Hello all,
Anyone have experience with their insurance company denying their ablation? I would be interested to hear about this from others who have run up against the same situation, and how they responded?
Literally days before my scheduled ablation, my insurance company (Regence) sent me a pre-authorization request in the mail. I immediately notified my EP who was surprised to hear about this given that they had already sent Regence all the necessary medical documents, etc. They again submitted the necessary medical documents on my behalf and a week later, I got a letter denying my request, citing that my drug therapy (I'm on 200 mg of Amiodarone and Pradaxa) was sufficient to handle my AF.

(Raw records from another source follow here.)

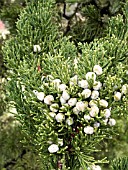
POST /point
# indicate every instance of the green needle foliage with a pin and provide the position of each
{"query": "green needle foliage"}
(39, 59)
(120, 163)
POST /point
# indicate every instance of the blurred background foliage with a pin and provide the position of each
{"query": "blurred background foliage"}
(82, 21)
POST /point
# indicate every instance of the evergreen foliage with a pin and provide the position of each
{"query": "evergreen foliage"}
(120, 163)
(40, 50)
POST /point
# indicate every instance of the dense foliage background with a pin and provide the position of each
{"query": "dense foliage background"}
(80, 22)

Prior to getting on Amiodarone, I have had infrequent AF episodes over the last 12 years (they began while running). All of them resolved spontaneously with 12-18 hours, except the last one which went on for days and required cardioversion.
My symptoms on Amiodarone involve neuropathy (numbness), excessive heat, and pins and needles in my feet, facial heat (most notable at night), and insomnia (I am only averaging 4-6 hour of sleep a night which is having a big impact on my work).
My added concern is the longterm use of Amiodarone given it's toxicity, especially on the liver. As I also suffer from hemochromatosis, any added toxicity on the liver increases the potential for irreversible liver damage such as cirrhosis.
I am rather amazed that my insurance company will not approve this procedure; on the otherhand, I can also see that this could ostensibly be about not wanting to pay out $16-20,000 for the procedure.
MY EP's NP confided in me that they have previously had trouble getting this procedure approved by this insurance company for some patients, even for those who are far worse off than me.